WHAT THIS STUDY ADDS
This study identifies inflammatory protein profiles in neonates with HCA, including the upregulation of TRANCE and CST5 and downregulation of CXCL9 and CXCL10.
HOW THIS STUDY MIGHT AFFECT RESEARCH, PRACTICE OR POLICY
The findings could guide the development of early diagnostic tools and targeted therapies, improving care for neonates at risk of HCA-related complications.
Introduction
The perinatal period is a critical window for fetal development. An unfavourable intrauterine environment, marked by conditions such as placental inflammation may have far-reaching and enduring effects on the subsequent health of newborns, extending into their adulthood.1 2 Among the various inflammatory conditions affecting the placenta, chorioamnionitis stands as the most common and widely studied inflammatory lesion. Histological chorioamnionitis (HCA) is pathologically confirmed as inflammation of the chorionic villi and/or amniotic membrane, characterised by predominant neutrophil infiltration.3 Although histological evidence of chorioamnionitis is found in up to 40% of preterm placentas and is particularly prevalent in placentas before 24 weeks of gestation, affecting approximately 90% of cases,4 it is noteworthy that this condition still complicates up to 3% to 5% of term deliveries.5 The majority of affected mothers do not present with clinical symptoms of infection, such as fever. In fact, only a small minority, approximately 13% of women exhibit such clinical manifestations.6
HCA is intricately linked to a spectrum of adverse neonatal outcomes, heightening the risk of premature birth, pneumonia, bronchopulmonary dysplasia, respiratory distress syndrome, sepsis, and even encephalitis and brain injury.7–12 Furthermore, research has revealed that individuals exposed to chorioamnionitis during fetal development may confront an elevated vulnerability to chronic inflammatory diseases later in life, such as asthma and neurodevelopmental disorders.13 14 These lines of evidence collectively underscore the profound influence of inflammation on immune programming during pivotal developmental windows. Nevertheless, the pathogenesis of HCA-related neonatal disease remains enigmatic and insufficiently elucidated.

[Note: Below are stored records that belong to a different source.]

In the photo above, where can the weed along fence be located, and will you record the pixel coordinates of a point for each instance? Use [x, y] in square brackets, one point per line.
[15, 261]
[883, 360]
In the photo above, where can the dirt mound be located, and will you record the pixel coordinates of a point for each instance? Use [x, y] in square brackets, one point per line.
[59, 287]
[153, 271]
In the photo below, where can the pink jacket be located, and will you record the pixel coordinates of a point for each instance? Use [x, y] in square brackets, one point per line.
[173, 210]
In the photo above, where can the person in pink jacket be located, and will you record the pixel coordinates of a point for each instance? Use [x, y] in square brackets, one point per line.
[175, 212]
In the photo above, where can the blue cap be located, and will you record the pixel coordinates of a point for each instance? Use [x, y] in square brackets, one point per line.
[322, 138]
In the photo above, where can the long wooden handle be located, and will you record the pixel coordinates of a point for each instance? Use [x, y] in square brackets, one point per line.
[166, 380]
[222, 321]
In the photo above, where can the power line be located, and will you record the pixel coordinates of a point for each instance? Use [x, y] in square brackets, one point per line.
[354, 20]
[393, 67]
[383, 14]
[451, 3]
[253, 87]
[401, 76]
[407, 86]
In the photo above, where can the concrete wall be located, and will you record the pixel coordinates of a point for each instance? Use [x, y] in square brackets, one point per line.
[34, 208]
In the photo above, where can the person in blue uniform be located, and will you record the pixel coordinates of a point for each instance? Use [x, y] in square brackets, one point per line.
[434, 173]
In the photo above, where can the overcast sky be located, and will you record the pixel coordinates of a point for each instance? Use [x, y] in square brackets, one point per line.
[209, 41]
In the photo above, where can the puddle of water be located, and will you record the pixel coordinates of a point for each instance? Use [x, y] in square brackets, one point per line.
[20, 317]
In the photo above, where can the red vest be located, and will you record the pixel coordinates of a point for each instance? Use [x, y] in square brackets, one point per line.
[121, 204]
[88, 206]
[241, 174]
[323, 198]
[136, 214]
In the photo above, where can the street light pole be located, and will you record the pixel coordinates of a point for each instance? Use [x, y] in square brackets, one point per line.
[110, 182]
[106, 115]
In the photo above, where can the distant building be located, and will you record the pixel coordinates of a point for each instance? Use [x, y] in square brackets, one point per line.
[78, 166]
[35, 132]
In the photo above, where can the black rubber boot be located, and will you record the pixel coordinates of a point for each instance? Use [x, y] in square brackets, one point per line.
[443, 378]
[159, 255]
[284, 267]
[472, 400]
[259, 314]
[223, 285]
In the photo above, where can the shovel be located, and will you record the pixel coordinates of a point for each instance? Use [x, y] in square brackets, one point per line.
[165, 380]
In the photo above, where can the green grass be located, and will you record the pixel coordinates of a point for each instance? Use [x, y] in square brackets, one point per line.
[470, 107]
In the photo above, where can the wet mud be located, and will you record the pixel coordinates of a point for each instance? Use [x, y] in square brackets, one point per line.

There has been a growing emphasis on investigating changes in inflammatory mediators. HCA has been found to elevate proinflammatory cytokines in both amniotic fluid and fetal cord blood. Notably, studies have revealed that patients with severe chorioamnionitis exhibit increased levels of inflammatory cytokines, including interleukin 1β (IL-1β), IL-6, IL-8, tumour necrosis factor-α (TNF-α) MCP-1 and G-CSF, in the cord blood.15 16 Additionally, Wong et al identified a robust association between the loss of CXCR1 immune expression in umbilical cord endothelial cells and fetal death.17 Their findings suggest that CXCR1 may serve as a promising biomarker for predicting adverse perinatal outcomes in pregnancies complicated by chorioamnionitis. Studies have underscored the pivotal role of IL-1 in driving the intricate pathogenesis of fetal inflammatory responses triggered by chorioamnionitis.18 Despite these notable advancements, a comprehensive understanding of the intricate network of inflammatory mediators in HCA-related neonatal complications remains an ongoing research endeavour.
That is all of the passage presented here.